There's nothing like the smell of uncured resin in the morning!


----------



## Classic30 (Aug 29, 2007)

camaraderie said:


> There's nothing like the smell of uncured resin in the morning!


Ah yes, I remember it well... unfortunately (depending upon your ability to get high on the stuff?) modern resins like Bote Kote don't smell! 

Alden68, you've nailed it! 

SD, don't get me wrong, I'm not complaining or wanting to get rid of it - but the smell I'm referring to is the same on all boats, steel, 'glass and wood.

... I was merely wondering if it could be bottled for household use : "Eau de Yacht" or something like that.


----------



## IslandRaider (Oct 6, 2006)

Smells like home to me


----------



## xtatico1404 (Jan 20, 2008)

There is no way to get rid of the "old boat smell" completely. You can manage it, but can't completely get rid of it. It's just part of the sailing experience. Once you open the hatch and step inside, the smell hits you....you just know your on a boat. Funny smell, but it's the big ol' welcome from the boat.

IMHO, bilges....the culprit...all that water sloshing around, getting on all crevices, wood grain, etc.


----------



## TrueBlue (Oct 11, 2004)

> So, what makes a boat smell like a boat?? . . . that musty boat-smell to it that reminds one of the wide blue oceans and all that other soppy romantic stuff...


Relative to boats, sight conveys an immediate reaction from my brain - enabling a quick and distant judgement of pleasure or disdain. I interpret these images to the various shapes, proportions, colors and textures which have become pleasing to my mind's eye, such as stored memories of classic sailing yachts. Like the sense of touch, these are tangible sensory associations which are easy to comprehend.

Upon boarding a boat however, my senses of smell and taste ( since they are both closely linked ) are perhaps the most enigmatic - stimulating a more complex mix of associations. Although I often pondered the source of these sensations - the derived associations are typically of pleasant experiences on the water.

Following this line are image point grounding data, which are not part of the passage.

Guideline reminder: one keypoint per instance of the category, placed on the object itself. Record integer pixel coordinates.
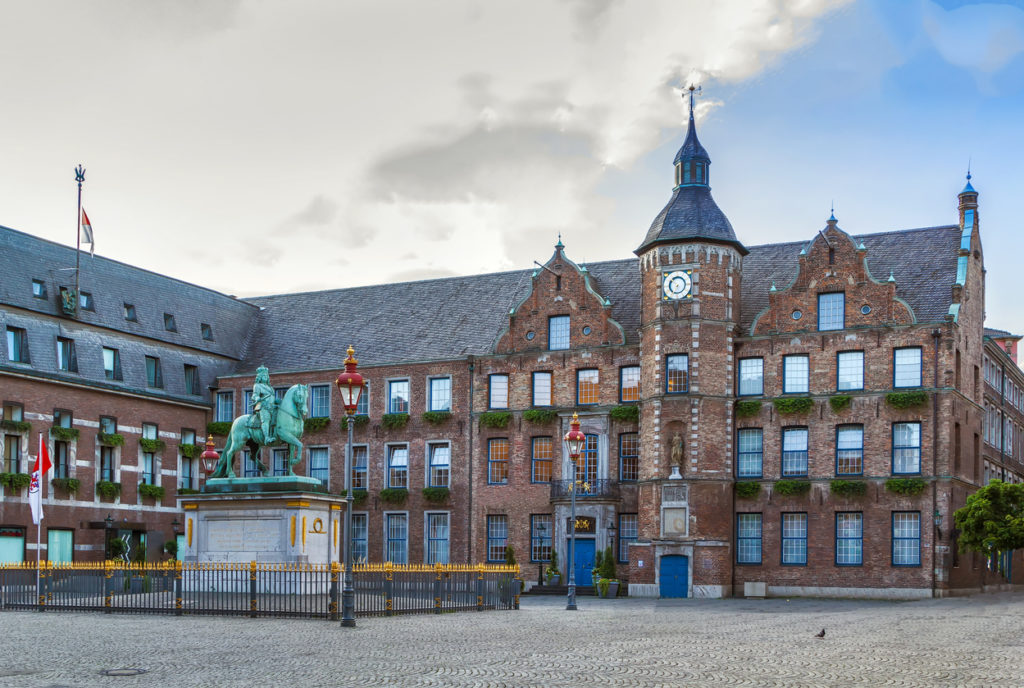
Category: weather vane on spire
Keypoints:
(691, 89)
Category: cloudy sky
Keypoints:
(268, 146)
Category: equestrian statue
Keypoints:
(271, 422)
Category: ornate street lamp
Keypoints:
(350, 384)
(209, 458)
(574, 441)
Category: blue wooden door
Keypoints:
(584, 561)
(675, 575)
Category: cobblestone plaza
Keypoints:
(973, 641)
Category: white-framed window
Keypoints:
(542, 388)
(752, 377)
(225, 406)
(320, 400)
(439, 397)
(397, 396)
(832, 311)
(397, 466)
(558, 333)
(360, 465)
(498, 391)
(437, 538)
(320, 464)
(498, 536)
(749, 539)
(360, 531)
(796, 374)
(439, 458)
(396, 534)
(906, 367)
(849, 371)
(794, 452)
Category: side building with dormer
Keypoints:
(784, 419)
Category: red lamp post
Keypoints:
(209, 458)
(574, 441)
(350, 385)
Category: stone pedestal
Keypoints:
(262, 520)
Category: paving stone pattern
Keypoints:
(952, 642)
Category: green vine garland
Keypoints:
(112, 439)
(902, 400)
(540, 416)
(793, 404)
(748, 409)
(435, 495)
(70, 485)
(152, 491)
(496, 419)
(747, 490)
(64, 434)
(393, 495)
(314, 424)
(793, 487)
(436, 417)
(218, 428)
(848, 487)
(16, 481)
(108, 489)
(394, 421)
(840, 402)
(906, 486)
(358, 420)
(626, 414)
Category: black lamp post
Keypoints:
(574, 441)
(350, 384)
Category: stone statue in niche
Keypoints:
(677, 457)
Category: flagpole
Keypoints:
(39, 522)
(79, 177)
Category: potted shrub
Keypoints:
(551, 573)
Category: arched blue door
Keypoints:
(675, 575)
(584, 561)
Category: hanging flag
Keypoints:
(39, 471)
(87, 232)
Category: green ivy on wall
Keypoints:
(748, 409)
(902, 400)
(540, 416)
(848, 487)
(840, 402)
(747, 489)
(626, 414)
(793, 487)
(496, 419)
(793, 404)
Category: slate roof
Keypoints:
(923, 262)
(431, 319)
(24, 258)
(452, 317)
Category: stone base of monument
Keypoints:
(284, 522)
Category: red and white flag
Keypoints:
(87, 232)
(39, 471)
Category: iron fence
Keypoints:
(310, 591)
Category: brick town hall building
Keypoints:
(805, 415)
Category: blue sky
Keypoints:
(261, 147)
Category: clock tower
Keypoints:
(690, 265)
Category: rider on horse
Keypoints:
(264, 403)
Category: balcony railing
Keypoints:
(586, 489)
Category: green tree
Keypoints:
(992, 520)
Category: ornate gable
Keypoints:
(560, 288)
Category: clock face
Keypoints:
(676, 285)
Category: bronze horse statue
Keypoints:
(291, 415)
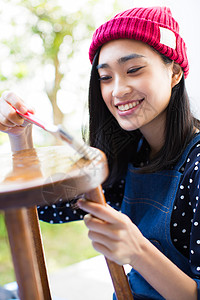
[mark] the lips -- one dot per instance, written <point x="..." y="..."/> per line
<point x="128" y="106"/>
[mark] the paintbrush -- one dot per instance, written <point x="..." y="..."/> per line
<point x="60" y="133"/>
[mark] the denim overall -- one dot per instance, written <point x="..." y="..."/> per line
<point x="149" y="201"/>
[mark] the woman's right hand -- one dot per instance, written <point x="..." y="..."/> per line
<point x="10" y="121"/>
<point x="18" y="130"/>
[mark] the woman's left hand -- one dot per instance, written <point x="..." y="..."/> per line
<point x="112" y="233"/>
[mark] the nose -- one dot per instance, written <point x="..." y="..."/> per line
<point x="121" y="88"/>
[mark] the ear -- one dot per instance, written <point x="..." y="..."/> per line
<point x="177" y="74"/>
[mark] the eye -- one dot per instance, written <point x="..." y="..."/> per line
<point x="104" y="78"/>
<point x="134" y="70"/>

It's funny though, to recall how different some of our past boats have smelled, while still having similar effects. The boat before our last, was a brand new production model consisting mostly of fiberglass, canvas, stainless steel and vinyl. When first unzipping the new boat's cockpit canvas enclosure on a warm summer's morning, the odors became locked away - only to ultimately become associated to many years of fun and adventurous times spent on the ocean - and at dock.

The smells from our last boat however, were totally unlike the boat before, with a vastly different medley of pleasant odors. Stepping onboard on a damp morning, the natural decks emitted an earthy teak scent, while an arid smell of wet rope and musty canvas permeated the air, laced with the underlying bite of crusted salt over varnished teak brightwork.

Upon sliding open the teak pilothouse doors, a pleasing scent of aged teak and varnish wafted through the stagnant air. Like tasting a glass of fine vintage wine, successive layers laced with the smell of old paper charts, faint but pleasing diesel scents, odors of lamp oil and permeated sea salt stimulated the senses. Even the subtle head odors released upon opening each teak door to the heads, evoked pleasing responses.

We have yet to find a combination of smells that even comes close to being reminiscent of our boats and times spent aboard - I truly do miss that boat smell.


----------



## AjariBonten (Sep 7, 2007)

I think TB has gotten the point the OP was making. There IS a distinct aroma; and it might actually be individual to each of us. I know for me it's an extremely faint odor of gasoline and diesel, just a hint of sulfur, a bit of damp canvas, and the echo of fish. 

No one of the aromas should be strong enough to make you look for a spill or anything, more like the memory of a smell.

There is a lot to be said for aromatherapy. We greatly underrate our sense of smell; but it is intimately tied to the memory areas of our brain. Even notice how a particular scent can transport you back to a place or time?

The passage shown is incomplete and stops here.